Die biblischen Lesungen, die uns heute verkündet wurden, senden uns auch wichtige Botschaften. So erklärt der heilige Paulus in der ersten Lesung seinen Landsleuten in Antiochia, dass Jesus hingerichtet wurde: „Obwohl sie nichts fanden, wofür er den Tod verdient hätte…“ (Apg 13,28). Sowohl heute als auch im Laufe der Geschichte wurden viele ohne guten Grund getötet und teilten somit, einige ohne es zu wissen, das Schicksal mit Jesu. Verschiedene Pilats exekutierten aufgrund der Interessen von jemandem eine Vielzahl unschuldiger Menschen ohne Verurteilung oder Schuld. Und damals, wie heute rufen wir mit dem hl. Paulus: „So verkünden wir euch das Evangelium“ (Apg 13,32): Gott ist der Herr über Leben und Tod, Gott ist der Sieger über den Tod. Gott gibt mit dem Tod seines Sohnes jedem menschlichen Tod den Sinn und den Bestimmungsgrund, in welchem Leiden er auch immer erlitten wird: das ewige Leben.

Derselbe Gott lehrt uns in seiner Offenbarung, dass sein Sohn Jesus der Weg, die Wahrheit und das Leben ist (vgl.
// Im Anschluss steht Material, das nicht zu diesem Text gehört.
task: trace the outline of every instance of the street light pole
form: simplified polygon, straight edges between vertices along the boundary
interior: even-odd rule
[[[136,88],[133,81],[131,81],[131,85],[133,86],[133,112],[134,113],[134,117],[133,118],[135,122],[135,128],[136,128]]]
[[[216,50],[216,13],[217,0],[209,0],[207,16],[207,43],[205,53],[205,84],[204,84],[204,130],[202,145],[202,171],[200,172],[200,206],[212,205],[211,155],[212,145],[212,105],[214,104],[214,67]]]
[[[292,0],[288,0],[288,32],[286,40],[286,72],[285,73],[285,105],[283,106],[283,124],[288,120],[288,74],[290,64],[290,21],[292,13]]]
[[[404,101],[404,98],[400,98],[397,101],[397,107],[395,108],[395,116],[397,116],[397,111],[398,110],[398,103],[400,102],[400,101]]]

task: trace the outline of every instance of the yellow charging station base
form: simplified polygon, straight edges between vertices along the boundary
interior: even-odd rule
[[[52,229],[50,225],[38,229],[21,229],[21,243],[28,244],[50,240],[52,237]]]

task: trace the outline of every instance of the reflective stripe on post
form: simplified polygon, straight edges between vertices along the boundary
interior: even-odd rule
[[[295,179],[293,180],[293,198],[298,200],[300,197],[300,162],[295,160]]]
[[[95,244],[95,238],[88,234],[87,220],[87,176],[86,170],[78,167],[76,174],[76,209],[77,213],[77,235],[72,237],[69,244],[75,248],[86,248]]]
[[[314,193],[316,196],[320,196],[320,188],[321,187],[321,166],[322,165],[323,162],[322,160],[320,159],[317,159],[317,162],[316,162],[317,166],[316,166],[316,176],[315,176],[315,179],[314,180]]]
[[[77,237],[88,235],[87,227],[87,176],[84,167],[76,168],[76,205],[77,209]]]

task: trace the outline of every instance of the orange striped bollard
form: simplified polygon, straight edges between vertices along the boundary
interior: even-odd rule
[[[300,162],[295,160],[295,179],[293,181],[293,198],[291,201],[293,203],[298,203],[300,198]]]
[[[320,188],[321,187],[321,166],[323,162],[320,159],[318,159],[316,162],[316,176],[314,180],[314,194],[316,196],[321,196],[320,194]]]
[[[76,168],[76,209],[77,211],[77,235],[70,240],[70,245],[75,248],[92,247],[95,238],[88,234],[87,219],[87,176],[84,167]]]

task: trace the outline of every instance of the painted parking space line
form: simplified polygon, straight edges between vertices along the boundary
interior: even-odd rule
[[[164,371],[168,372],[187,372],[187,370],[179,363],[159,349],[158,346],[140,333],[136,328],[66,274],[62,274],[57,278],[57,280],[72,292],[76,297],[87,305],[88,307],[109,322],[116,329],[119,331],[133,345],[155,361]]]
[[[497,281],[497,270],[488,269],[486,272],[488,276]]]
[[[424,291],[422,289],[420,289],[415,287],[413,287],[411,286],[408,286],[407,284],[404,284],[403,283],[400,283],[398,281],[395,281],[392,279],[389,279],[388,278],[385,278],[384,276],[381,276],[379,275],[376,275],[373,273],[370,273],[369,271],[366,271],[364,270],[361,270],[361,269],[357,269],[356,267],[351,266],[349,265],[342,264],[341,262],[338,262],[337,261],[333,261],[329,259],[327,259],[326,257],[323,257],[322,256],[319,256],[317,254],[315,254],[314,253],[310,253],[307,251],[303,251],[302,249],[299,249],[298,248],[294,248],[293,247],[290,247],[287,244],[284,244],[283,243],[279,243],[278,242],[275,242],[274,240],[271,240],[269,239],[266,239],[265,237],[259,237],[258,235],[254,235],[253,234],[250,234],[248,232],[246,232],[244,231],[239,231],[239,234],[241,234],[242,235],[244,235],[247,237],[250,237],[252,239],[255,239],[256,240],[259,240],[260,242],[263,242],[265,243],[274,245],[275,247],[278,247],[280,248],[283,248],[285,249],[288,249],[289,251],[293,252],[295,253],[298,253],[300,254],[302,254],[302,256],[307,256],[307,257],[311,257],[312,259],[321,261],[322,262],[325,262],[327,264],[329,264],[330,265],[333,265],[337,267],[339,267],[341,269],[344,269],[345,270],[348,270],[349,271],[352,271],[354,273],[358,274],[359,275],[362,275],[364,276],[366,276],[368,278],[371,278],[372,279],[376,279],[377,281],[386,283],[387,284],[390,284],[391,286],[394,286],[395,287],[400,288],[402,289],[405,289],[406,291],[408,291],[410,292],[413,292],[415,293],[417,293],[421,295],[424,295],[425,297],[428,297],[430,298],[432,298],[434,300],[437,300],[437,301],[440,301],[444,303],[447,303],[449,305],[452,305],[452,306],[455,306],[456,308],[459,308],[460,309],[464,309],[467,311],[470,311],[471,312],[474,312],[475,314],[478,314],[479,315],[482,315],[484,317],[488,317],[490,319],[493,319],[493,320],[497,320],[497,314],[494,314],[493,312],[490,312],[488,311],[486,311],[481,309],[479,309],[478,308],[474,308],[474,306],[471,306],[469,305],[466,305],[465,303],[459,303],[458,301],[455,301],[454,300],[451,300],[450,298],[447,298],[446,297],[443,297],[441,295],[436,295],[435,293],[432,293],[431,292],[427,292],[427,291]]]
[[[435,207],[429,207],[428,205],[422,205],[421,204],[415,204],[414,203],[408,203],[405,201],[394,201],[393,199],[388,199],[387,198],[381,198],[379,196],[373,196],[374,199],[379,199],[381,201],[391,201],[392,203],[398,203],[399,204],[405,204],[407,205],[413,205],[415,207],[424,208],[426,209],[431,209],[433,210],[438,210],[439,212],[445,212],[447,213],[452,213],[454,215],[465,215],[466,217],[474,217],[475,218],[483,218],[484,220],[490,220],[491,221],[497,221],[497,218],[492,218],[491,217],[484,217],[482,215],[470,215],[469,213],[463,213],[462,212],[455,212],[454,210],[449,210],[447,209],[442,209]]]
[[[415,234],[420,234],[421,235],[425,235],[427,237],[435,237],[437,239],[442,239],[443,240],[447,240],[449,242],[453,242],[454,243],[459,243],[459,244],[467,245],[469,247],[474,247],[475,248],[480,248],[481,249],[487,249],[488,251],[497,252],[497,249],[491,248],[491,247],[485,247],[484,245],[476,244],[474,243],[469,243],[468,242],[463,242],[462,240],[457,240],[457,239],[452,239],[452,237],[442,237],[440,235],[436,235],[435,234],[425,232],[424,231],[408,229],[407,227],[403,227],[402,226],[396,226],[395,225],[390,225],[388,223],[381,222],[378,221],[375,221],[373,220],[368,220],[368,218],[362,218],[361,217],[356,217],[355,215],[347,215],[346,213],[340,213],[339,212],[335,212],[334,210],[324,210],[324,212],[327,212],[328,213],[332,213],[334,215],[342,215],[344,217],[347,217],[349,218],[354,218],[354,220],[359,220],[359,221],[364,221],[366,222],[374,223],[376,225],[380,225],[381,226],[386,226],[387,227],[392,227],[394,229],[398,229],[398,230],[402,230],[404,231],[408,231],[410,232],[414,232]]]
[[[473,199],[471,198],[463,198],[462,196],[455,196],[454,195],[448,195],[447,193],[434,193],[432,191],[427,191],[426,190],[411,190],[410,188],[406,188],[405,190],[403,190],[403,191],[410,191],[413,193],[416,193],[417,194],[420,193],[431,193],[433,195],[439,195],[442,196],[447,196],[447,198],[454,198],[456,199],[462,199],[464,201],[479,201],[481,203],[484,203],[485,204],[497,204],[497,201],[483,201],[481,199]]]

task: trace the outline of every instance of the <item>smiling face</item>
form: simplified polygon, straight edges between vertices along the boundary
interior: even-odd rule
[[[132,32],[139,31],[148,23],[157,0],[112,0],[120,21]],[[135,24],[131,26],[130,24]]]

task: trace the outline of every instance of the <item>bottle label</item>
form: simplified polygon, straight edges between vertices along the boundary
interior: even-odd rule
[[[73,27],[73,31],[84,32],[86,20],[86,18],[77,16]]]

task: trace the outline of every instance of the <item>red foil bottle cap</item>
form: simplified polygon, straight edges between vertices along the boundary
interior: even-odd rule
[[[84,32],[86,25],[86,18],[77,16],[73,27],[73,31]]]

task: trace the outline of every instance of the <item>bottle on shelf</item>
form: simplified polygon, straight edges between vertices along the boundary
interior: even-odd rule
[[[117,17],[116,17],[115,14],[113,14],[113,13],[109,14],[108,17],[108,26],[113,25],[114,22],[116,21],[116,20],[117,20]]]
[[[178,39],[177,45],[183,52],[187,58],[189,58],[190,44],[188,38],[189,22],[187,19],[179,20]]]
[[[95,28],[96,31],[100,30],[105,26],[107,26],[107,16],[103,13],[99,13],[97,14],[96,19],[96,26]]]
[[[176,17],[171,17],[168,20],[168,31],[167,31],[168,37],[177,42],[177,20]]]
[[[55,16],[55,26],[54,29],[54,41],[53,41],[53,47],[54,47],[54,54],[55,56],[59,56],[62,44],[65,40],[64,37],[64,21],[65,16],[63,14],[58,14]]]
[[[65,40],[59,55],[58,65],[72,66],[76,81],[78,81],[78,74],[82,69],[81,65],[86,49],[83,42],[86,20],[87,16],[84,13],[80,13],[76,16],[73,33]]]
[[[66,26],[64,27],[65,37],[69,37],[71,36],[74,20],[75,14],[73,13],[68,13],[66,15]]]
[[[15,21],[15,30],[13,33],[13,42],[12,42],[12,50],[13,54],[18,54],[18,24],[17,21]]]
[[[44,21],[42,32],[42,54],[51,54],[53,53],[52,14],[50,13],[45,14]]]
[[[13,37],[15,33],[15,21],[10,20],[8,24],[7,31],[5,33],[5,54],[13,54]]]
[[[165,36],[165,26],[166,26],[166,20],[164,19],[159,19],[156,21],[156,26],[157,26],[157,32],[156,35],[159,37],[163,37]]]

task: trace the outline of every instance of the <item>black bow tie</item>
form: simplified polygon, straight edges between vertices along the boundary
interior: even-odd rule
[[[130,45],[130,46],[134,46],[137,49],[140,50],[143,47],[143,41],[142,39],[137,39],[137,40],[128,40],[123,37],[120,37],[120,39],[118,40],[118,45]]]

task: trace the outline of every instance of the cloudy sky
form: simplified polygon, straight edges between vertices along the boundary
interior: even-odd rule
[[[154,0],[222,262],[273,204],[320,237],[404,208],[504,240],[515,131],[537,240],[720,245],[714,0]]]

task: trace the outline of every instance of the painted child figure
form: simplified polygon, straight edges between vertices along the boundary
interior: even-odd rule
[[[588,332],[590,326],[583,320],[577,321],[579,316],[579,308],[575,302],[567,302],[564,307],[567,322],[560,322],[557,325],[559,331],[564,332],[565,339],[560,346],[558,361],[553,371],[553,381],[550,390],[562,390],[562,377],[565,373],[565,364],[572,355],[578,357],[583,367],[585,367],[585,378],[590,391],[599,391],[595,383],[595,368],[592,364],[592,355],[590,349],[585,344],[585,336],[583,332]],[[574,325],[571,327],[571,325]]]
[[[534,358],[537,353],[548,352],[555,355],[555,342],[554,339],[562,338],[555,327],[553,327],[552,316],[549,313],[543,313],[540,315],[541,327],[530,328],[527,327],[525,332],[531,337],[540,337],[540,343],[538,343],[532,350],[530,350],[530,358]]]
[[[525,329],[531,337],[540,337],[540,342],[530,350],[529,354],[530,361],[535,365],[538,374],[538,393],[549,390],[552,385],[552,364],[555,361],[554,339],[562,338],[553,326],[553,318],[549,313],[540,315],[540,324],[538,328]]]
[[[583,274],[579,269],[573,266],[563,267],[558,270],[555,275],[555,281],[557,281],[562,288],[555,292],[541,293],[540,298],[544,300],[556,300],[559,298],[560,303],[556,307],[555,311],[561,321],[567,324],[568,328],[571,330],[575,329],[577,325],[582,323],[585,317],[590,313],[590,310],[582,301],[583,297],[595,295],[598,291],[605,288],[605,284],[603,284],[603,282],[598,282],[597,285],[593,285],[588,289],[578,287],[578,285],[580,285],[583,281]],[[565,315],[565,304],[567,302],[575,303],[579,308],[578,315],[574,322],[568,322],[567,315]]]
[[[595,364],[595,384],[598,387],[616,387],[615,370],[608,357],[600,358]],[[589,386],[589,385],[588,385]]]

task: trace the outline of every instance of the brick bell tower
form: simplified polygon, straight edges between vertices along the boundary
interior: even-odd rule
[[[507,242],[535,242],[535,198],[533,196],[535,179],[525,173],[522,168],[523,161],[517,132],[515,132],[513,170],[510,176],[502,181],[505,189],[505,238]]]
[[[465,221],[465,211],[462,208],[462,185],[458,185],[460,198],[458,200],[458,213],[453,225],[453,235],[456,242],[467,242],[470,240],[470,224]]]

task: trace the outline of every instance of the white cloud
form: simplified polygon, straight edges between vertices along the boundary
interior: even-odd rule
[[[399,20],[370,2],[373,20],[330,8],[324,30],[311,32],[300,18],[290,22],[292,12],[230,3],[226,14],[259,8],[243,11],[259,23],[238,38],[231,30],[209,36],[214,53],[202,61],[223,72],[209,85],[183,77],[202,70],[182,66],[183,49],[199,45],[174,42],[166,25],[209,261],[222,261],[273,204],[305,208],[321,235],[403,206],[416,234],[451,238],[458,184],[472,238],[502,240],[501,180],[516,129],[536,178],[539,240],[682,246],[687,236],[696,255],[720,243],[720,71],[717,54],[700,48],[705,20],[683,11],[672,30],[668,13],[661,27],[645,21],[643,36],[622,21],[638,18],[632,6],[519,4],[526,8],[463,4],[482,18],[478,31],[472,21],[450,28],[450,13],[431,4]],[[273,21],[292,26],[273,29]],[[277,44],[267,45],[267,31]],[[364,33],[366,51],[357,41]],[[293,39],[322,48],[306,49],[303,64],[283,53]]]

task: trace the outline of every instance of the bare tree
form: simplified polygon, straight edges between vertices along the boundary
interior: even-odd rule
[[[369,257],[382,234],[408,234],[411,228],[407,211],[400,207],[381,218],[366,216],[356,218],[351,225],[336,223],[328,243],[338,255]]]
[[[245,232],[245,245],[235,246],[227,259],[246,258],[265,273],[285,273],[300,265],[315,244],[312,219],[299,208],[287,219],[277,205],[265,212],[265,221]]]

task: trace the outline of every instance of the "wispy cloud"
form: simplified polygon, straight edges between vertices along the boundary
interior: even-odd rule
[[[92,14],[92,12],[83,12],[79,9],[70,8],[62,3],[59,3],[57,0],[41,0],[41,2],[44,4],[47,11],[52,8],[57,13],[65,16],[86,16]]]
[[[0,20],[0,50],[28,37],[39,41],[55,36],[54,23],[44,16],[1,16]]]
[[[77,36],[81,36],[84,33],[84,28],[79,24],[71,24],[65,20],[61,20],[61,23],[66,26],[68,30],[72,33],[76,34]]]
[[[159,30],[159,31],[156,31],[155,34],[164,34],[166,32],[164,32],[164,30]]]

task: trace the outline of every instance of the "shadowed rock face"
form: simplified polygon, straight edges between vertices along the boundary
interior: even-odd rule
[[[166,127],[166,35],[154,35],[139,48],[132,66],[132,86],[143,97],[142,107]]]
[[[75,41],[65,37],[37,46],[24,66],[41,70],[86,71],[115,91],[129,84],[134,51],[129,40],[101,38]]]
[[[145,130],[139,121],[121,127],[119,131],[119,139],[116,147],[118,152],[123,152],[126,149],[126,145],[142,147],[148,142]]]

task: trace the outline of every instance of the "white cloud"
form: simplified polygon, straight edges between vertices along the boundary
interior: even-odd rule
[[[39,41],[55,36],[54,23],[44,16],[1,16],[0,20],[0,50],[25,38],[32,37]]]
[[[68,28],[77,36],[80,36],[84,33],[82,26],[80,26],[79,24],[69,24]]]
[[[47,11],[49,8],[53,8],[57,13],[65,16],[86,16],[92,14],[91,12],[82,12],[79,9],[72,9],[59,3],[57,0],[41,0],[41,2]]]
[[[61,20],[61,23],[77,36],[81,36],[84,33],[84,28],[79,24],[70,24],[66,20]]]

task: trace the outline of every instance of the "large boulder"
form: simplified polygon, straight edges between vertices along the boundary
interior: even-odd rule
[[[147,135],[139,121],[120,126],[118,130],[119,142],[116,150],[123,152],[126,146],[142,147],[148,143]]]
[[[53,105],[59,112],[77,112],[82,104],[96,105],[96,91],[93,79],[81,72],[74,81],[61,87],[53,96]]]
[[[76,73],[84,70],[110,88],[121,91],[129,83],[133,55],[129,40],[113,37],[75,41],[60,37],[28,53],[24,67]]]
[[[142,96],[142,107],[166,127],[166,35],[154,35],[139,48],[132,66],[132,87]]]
Joh 14,6) und dass er das Kriterium ist, durch das das Leben gerettet und ewig erlangt wird: „Amen, ich sage euch: Was ihr für einen meiner geringsten Brüder getan habt, das habt ihr mir getan” (Mt 25,40) und löscht damit die Grenzen von Nationen und Rassen, Religionen und Konfessionen, Militärs und Armeen, Parteien und Ideologien, Tätern und Opfern und verkündet als einziges Heilskriterium, die zum Ausdruck gebrachte Nächstenliebe: ausgestreckte Hand, geteiltes Brot, heilende Nähe und Überwindung der Angst.

Deshalb finden auch wir in den Worten des heutigen Evangeliums Kraft und Trost: „Euer Herz lasse sich nicht verwirren. Glaubt an Gott und glaubt an mich! Im Haus meines Vaters gibt es viele Wohnungen“ (Joh 14,1-2). Wir glauben, dass dies bei all denen der Fall ist, für die wir das Grab hier auf Erden nicht kennen und für die wir hier in der Nähe des Ortes, an dem sie zuletzt lebend gesehen wurden, beten.

Liebe Brüder und Schwestern, beten wir heute hier dafür, dass unser kroatisches Volk stärker, solidarischer und geeinter aus all‘ dem Leiden, den Trennungen und den Versuchungen hervorgeht und dass es das Gemeinwohl und den Konsens über die Grundwerte und Ziele sucht und fördert. Wir beten auch für unsere Auswanderer und ihre Nachkommen, die einen bedeutenden und großen Teil unseres Volkes ausmachen, dass sie durch ihre Fähigkeiten, ihr Wissen, ihren Einfluss und alle anderen Mittel zum Fortschritt und Wohlstand unserer Heimat beitragen.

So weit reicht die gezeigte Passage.